Nine of the 11 major S&P sectors were higher, with only the interest-rate sensitive utilities <.SPLRCU> and real estate <.SPLRCR> indexes in the red. All 30 components of the Dow Jones Industrial Average <.DJI> were higher.

By 9:34 a.m. ET (1434 GMT), the Dow was up 318.9 points, or 1.32 percent, at 24,509.8 and the S&P 500 <.SPX> was up 32.19 points, or 1.23 percent, at 2,651.74. The Nasdaq Composite <.IXIC> was up 79.17 points, or 1.15 percent, at 6,953.66.

“While today’s bounce suggests a short-term oversold market condition is attracting buyers, one more final push to the downside is on the horizon as a 3-percent 10-year Treasury yield is still not fully discounted,” Peter Cardillo, chief market economist at First Standard Financial in New York, wrote in a note.

The three indexes closed up about 1.5 percent on Friday, but the benchmark S&P still ended the week nearly 9 percent below its all-time high on Jan. 26 as investors fretted that the specter of rising inflation would warrant increasing interest rates at a faster-than-expected pace.

U.S. 10-year Treasury yields <US10YT=RR> hit a new four-year high of 2.902 earlier Monday, but are currently near their session-low at 2.8603 percent. [US/]

Equities for years have looked relatively attractive compared to the low yields offered by bonds, but the rise in Treasury yields has diminished the allure of stocks, especially with stock valuations at historically expensive levels.

A narrowing spread between bond yields and companies’ earnings yields – currently at 5.4 percent for the S&P 500 index – prompts asset allocation changes between equities and fixed income.

That, along with a reversal of bets on low volatility drew the three major U.S. indexes to correction territory last week, measured by a 10 percent decline from their record highs.

Wall Street’s fear gauge, VIX, short for the CBOE Volatility index <.VIX> was last at 27.63 on Monday, more than double its 50-day moving average but trading in a narrow 2-point range.

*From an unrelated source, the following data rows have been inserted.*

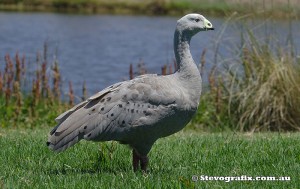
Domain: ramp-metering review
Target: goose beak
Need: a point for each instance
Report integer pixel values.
(208, 25)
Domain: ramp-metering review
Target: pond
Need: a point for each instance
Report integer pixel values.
(98, 49)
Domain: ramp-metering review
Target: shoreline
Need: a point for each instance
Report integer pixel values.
(161, 8)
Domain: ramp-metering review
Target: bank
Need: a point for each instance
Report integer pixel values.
(275, 8)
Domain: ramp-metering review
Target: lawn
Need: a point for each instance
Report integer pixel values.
(27, 163)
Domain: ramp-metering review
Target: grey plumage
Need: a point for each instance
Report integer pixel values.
(139, 111)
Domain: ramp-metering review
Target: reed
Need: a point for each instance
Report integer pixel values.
(254, 91)
(31, 102)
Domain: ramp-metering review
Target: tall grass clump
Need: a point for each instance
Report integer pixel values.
(31, 97)
(258, 90)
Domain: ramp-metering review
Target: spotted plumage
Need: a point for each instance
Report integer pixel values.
(139, 111)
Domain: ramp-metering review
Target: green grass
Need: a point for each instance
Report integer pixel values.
(277, 8)
(27, 163)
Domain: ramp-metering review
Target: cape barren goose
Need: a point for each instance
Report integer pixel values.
(139, 111)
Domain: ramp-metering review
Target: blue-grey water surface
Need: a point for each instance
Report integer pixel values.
(100, 48)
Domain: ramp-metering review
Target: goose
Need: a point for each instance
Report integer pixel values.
(140, 111)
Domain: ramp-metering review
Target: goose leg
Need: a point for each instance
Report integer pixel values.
(139, 160)
(144, 163)
(135, 160)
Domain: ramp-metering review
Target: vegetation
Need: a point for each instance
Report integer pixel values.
(31, 97)
(277, 8)
(29, 164)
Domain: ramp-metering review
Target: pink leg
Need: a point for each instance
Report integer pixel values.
(144, 163)
(135, 160)
(138, 159)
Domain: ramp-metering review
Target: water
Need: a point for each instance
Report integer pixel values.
(98, 49)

President Donald Trump will unveil his second budget later in the afternoon. The plan includes $200 billion for infrastructure spending and more than $23 billion for border security and immigration enforcement.

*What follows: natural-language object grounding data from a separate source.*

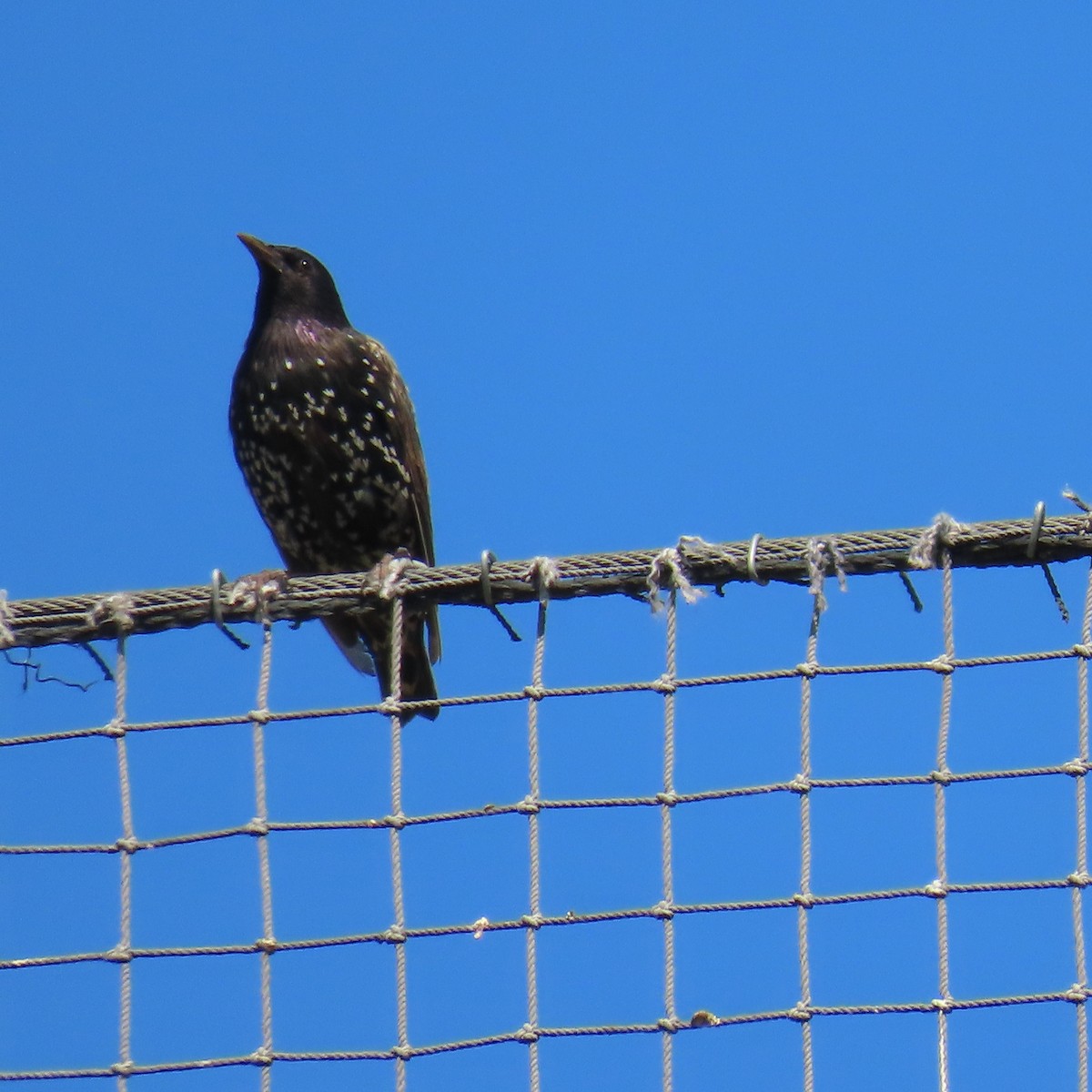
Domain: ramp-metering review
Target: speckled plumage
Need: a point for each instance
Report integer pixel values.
(326, 437)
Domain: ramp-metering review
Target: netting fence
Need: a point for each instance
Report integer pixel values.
(694, 827)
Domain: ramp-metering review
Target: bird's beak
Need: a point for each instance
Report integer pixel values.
(263, 254)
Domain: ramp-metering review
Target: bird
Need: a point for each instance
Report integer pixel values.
(326, 436)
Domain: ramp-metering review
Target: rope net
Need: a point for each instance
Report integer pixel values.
(774, 822)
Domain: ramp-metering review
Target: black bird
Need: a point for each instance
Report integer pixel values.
(326, 437)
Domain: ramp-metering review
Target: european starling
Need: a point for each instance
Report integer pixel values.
(326, 437)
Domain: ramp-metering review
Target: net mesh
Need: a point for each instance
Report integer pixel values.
(670, 579)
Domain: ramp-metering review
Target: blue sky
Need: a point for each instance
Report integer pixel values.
(649, 271)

The infrastructure and tax plans have been the key drivers of the so-called Trump rally – the U.S. market’s relentless rise since Trump’s election in 2016.

The materials <.SPLRCM> and the industrials <.SPLRCI> were both up more than 1 percent. The top S&P sector gainer, however, was energy <.SPNY>, which jumped 1.87 percent as oil prices rose nearly 2 percent. [O/R]

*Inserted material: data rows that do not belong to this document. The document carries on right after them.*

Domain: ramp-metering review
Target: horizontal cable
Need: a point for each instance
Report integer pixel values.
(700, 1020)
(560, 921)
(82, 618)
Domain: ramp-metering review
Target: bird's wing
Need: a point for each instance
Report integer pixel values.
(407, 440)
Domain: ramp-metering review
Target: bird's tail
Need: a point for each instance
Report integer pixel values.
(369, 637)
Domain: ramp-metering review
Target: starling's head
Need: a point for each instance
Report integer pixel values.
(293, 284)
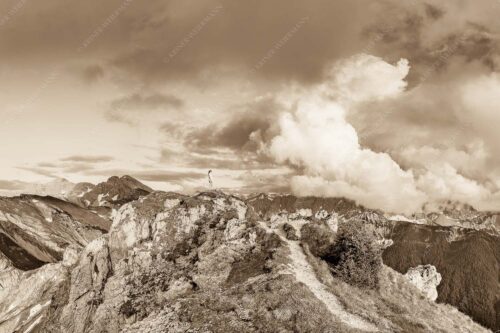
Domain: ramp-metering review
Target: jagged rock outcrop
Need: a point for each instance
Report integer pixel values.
(35, 230)
(467, 259)
(426, 278)
(114, 192)
(209, 263)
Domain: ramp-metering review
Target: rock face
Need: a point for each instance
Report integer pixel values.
(114, 192)
(426, 278)
(467, 259)
(36, 230)
(210, 263)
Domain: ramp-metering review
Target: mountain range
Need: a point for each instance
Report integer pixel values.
(121, 257)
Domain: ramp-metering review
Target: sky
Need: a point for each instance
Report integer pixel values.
(391, 103)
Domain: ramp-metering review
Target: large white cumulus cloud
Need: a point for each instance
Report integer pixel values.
(315, 136)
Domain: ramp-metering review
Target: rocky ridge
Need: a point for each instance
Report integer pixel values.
(213, 263)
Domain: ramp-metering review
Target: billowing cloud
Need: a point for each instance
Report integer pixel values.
(316, 137)
(87, 158)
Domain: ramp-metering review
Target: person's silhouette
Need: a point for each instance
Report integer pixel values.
(210, 183)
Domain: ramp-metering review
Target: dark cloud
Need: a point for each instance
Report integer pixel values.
(39, 171)
(170, 176)
(92, 73)
(147, 102)
(11, 185)
(88, 159)
(243, 131)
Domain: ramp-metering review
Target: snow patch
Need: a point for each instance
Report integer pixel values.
(426, 278)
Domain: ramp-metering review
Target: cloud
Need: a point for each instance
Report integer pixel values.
(245, 127)
(127, 109)
(88, 158)
(170, 176)
(92, 73)
(316, 137)
(147, 102)
(12, 185)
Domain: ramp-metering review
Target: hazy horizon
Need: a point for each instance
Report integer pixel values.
(392, 105)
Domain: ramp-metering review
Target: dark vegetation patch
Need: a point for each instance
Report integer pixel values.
(355, 257)
(266, 206)
(20, 258)
(469, 266)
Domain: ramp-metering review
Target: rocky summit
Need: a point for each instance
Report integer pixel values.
(210, 262)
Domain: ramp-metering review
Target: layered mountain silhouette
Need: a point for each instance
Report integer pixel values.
(120, 257)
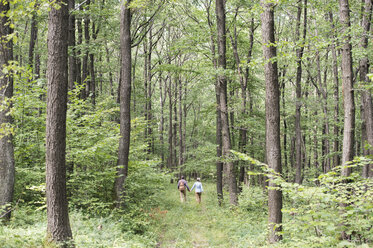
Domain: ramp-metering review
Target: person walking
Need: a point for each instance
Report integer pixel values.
(199, 189)
(182, 185)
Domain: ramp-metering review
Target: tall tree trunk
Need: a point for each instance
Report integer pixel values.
(7, 168)
(219, 163)
(33, 37)
(243, 76)
(110, 73)
(125, 101)
(336, 158)
(86, 52)
(366, 95)
(161, 124)
(92, 66)
(175, 124)
(71, 44)
(299, 53)
(181, 141)
(348, 91)
(57, 206)
(78, 54)
(170, 133)
(220, 15)
(273, 150)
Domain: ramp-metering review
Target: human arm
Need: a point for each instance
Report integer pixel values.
(193, 186)
(186, 184)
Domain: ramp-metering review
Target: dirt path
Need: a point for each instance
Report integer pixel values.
(191, 224)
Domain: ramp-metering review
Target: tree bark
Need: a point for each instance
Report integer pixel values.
(219, 163)
(125, 101)
(366, 95)
(71, 44)
(7, 167)
(273, 150)
(226, 142)
(86, 52)
(336, 158)
(348, 91)
(33, 37)
(299, 53)
(58, 228)
(78, 59)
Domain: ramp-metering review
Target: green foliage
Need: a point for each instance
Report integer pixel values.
(316, 215)
(253, 199)
(142, 195)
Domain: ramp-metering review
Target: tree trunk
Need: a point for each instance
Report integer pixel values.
(71, 44)
(57, 206)
(220, 15)
(92, 67)
(110, 73)
(366, 96)
(219, 163)
(78, 54)
(161, 124)
(86, 51)
(299, 53)
(170, 133)
(336, 158)
(33, 37)
(125, 101)
(181, 141)
(7, 167)
(348, 91)
(273, 150)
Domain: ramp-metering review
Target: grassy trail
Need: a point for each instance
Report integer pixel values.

Among stocks, General Dynamics <GD.N> fell 0.5 percent after the U.S. defense contractor said it would buy smaller rival CSRA <CSRA.N> for about $6.8 billion. CSRA soared 32 percent.

Cisco was up 2.7 percent and American Express <AXP.N> gained 1.5 percent after Instinet upgraded the two Dow components to “buy”.

Advancing issues outnumbered decliners on the NYSE by 2,076 to 538. On the Nasdaq, 1,894 issues rose and 562 fell.